Dalle critiche alle congratulazioni. Il muro dei pregiudizi, dei preconcetti e delle ideologie è venuto giù in poche ore, Fra Roma, Parigi e Berlino, Giorgia Meloni assapora la sua rivincita.
Ora l'hanno accettata e parlare con lei non è più un graffio sul curriculum. Certo, la leader di FdI ha fatto di tutto per rassicurare, tranquillizzare, confermare i passi dei governi precedenti. Ma poi sono arrivate le dichiarazioni che pesano, come quella del portavoce del cancelliere Olaf Scholz. Scholz, subito dopo il battesimo del nuovo esecutivo, aveva pubblicato un post di felicitazioni e qualche voce si era alzata sottolineando la troppa benevolenza mostrata nei confronti di un esecutivo post fascista.
Le parole del portavoce chiudono il caso: «La Germania collabora con tutti i governi europei e in questo senso il cancelliere ha postato il tweet sabato e ci sarà anche un telegramma di congratulazioni a seguire».
Il governo di sinistra tedesco si inchina davanti alla volontà del popolo italiano che ha premiato la destra.
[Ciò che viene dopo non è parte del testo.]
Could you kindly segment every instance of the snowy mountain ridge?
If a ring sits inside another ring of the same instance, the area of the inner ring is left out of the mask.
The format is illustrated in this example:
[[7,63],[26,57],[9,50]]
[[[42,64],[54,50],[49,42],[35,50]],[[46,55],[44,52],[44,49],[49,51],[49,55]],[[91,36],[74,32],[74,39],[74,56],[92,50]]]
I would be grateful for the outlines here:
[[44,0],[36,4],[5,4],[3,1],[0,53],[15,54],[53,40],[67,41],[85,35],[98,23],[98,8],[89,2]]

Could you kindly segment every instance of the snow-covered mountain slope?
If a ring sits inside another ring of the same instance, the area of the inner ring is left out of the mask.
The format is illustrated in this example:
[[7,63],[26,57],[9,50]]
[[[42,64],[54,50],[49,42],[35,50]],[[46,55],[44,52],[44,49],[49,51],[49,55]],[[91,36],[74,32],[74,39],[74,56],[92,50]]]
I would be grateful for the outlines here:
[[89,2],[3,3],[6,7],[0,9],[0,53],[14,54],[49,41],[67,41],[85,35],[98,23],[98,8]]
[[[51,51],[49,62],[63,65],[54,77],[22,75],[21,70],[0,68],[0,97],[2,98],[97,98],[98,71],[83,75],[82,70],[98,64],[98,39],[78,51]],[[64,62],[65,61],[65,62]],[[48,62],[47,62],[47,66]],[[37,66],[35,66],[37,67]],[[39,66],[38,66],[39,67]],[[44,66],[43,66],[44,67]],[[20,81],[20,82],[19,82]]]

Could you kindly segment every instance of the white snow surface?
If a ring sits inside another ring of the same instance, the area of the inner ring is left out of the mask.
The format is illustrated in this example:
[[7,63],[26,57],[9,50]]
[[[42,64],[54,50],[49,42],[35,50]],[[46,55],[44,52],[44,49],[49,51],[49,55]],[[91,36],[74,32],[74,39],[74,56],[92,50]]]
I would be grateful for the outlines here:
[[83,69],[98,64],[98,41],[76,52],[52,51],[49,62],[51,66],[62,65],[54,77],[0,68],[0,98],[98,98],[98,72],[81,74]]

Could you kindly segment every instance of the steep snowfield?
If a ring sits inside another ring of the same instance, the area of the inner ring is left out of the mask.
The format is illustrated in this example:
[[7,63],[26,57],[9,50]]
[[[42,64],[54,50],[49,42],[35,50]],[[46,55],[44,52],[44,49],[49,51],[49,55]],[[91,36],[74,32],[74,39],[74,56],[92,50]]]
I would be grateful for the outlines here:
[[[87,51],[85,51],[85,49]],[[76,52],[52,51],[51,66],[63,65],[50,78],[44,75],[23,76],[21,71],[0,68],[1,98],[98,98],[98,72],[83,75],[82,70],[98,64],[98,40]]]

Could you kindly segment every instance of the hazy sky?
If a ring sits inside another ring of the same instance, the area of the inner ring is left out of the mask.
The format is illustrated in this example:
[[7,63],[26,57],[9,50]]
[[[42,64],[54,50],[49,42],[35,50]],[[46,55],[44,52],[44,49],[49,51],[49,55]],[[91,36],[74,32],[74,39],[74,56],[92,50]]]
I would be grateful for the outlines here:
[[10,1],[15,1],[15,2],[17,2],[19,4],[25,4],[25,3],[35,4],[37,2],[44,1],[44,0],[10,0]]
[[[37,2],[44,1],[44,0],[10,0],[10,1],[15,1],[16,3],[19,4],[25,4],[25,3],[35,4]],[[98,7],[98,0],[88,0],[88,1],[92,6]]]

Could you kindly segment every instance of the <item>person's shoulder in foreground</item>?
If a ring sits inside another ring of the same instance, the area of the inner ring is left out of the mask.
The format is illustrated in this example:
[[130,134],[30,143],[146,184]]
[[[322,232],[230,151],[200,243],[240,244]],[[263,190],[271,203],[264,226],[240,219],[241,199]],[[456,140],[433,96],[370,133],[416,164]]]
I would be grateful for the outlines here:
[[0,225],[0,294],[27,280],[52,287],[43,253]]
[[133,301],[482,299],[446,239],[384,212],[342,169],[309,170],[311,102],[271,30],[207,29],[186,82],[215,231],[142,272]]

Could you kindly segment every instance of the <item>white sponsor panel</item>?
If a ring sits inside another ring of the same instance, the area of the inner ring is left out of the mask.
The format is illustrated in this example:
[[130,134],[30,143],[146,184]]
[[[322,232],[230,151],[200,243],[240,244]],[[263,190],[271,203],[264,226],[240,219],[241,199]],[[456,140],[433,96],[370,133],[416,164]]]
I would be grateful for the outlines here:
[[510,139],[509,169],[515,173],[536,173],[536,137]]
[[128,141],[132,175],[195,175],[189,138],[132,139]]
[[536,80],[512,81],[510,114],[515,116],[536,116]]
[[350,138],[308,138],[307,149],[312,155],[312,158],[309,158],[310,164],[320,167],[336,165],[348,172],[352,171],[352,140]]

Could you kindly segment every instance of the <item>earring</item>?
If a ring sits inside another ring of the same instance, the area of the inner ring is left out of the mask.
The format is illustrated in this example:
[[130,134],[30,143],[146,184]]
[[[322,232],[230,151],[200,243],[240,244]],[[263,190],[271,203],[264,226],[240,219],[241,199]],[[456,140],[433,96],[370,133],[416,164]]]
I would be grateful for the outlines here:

Un punto a favore e, a dirla tutta, un successo dietro l'altro.
Domenica mattina va in scena il passaggio delle consegne fra Mario Draghi e Giorgia Meloni e lui la accoglie con un caloroso «Benvenuta». Ma soprattutto si ferma a parlare con lei oltre un'ora e le consegna carte e dossier per darle poi, in un clima disteso, la mitica campanella. Sorrisi. Strette di mano. I sottosegretari alla presidenza del Consiglio, Alfredo Mantovano e Roberto Garofoli, si scambiano informazioni. Altro che incomprensione.
Se pensiamo al passaggio malmostoso fra Giuseppe Conte e Mario Draghi, qua siamo in un presepe. E la sera stessa, in corsa, ecco che la neo premier incontra il presidente francese Emmanuel Macron: altro meeting disteso e cordiale. Lui avrebbe potuto sfilarsi, inventarsi una scusa, anche perché non era affatto scontata quell'accelerazione della transizione italiana nelle ultime ore. E insomma, se la sarebbe potuta cavare evocando l'agenda tiranna.
Invece il presidente francese va all'appuntamento e stabilisce un rapporto di collaborazione con Meloni. Poi twitta: «Come europei, come Paesi vicini, come popoli amici, con l'Italia dobbiamo continuare tutto il lavoro iniziato». Non sarà una luna di miele, ma è qualcosa che non ha nulla a che fare con una sorda ostilità inscalfibile.
L'hanno sdoganata e il dibattito sul post Fascismo, sulla fiamma e tutto l'armamentario del passato, finisce in soffitta. A Washington il presidente degli Stati Uniti Joe Biden si congratula con Giorgia Meloni e una nota, importantissima, della Casa Bianca parla dell'Italia «alleato vitale della Nato e partner stretto» degli Usa. Se non è una benedizione, poco ci manca. Ursula Von der Leyen è sulla stessa linea: «Sono lieta di lavorare insieme». E il presidente del Consiglio europeo Charles Michel invita il nuovo capo del governo: «La aspetto a Bruxelles».
Sono tutti segnali che certe preoccupazioni della vigilia si sono dissolte. Non ci sarà una Orban in gonnella a Roma, ma semmai un premier che senza rinunciare all'identità tricolore, ribadita anche lessicalmente nel nuovo nome di alcuni ministeri, vuole dialogare con l'Europa e trovare posizioni comuni.
A Roma accade qualcosa di analogo: Luciano Violante, autore di uno storico discorso nel 1996 sui vinti di Salò e sul bisogno di legittimare quella parte reietta del Paese, fa un altro passo in avanti: «Giorgia Meloni - spiega a Tiziana Panella nello studio di Tagadà- non vuole costituire un partito neofascista ma un partito
conservatore e questo dà un asse nuovo e responsabile alla destra e sarà importante per la sinistra che potrà capire la necessità costituirsi come partito progressista». Quasi un ringraziamento a chi ieri era guardata con sospetto.